AugLift: Improving Generalization of 3D Pose Lifting via Depth Cues

Apaar Sadhwani

Published: 15 Mar 2025, Last Modified: 07 Apr 2025OpenReview Archive Direct UploadEveryoneCC BY 4.0

Abstract: A typical 3D human pose estimation approach is to ``lift" a 2D pose by leveraging motion. A sequence of 2D poses helps resolve the depth ambiguities inherent in a single 2D pose by harnessing temporal information. The prevailing belief is that longer sequences capture more context and improve lifting performance, but our findings challenge this assumption. We find that generalization for models with longer sequences is inherently more challenging, as they overfit to dataset-specific motion patterns. Motivated by these findings, we explore reducing motion dependence by extracting richer information from a single frame. We introduce AugLift, which enhances lifting by incorporating per-keypoint depth and occlusion cues alongside the 2D keypoints. These cues are obtained from a monocular depth estimation model, allowing AugLift to leverage generalizable depth priors without requiring a depth sensor.
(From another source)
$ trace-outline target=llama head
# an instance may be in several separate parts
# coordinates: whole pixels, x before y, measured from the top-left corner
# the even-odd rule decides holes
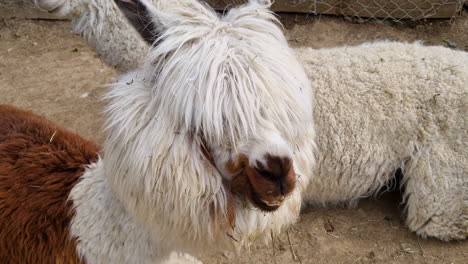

In experiments across 4 datasets, single-frame AugLift improves cross-dataset performance by 21\%, within-dataset performance by 8\% and reduces the generalization gap by 27\%. Notably, AugLift exhibits improved and more stable performance across sequence lengths, achieving optimal performance with shorter sequence lengths and reducing reliance on extended motion context. These results indicate that AugLift builds a more robust representation, improving generalization across datasets. Code to be released later.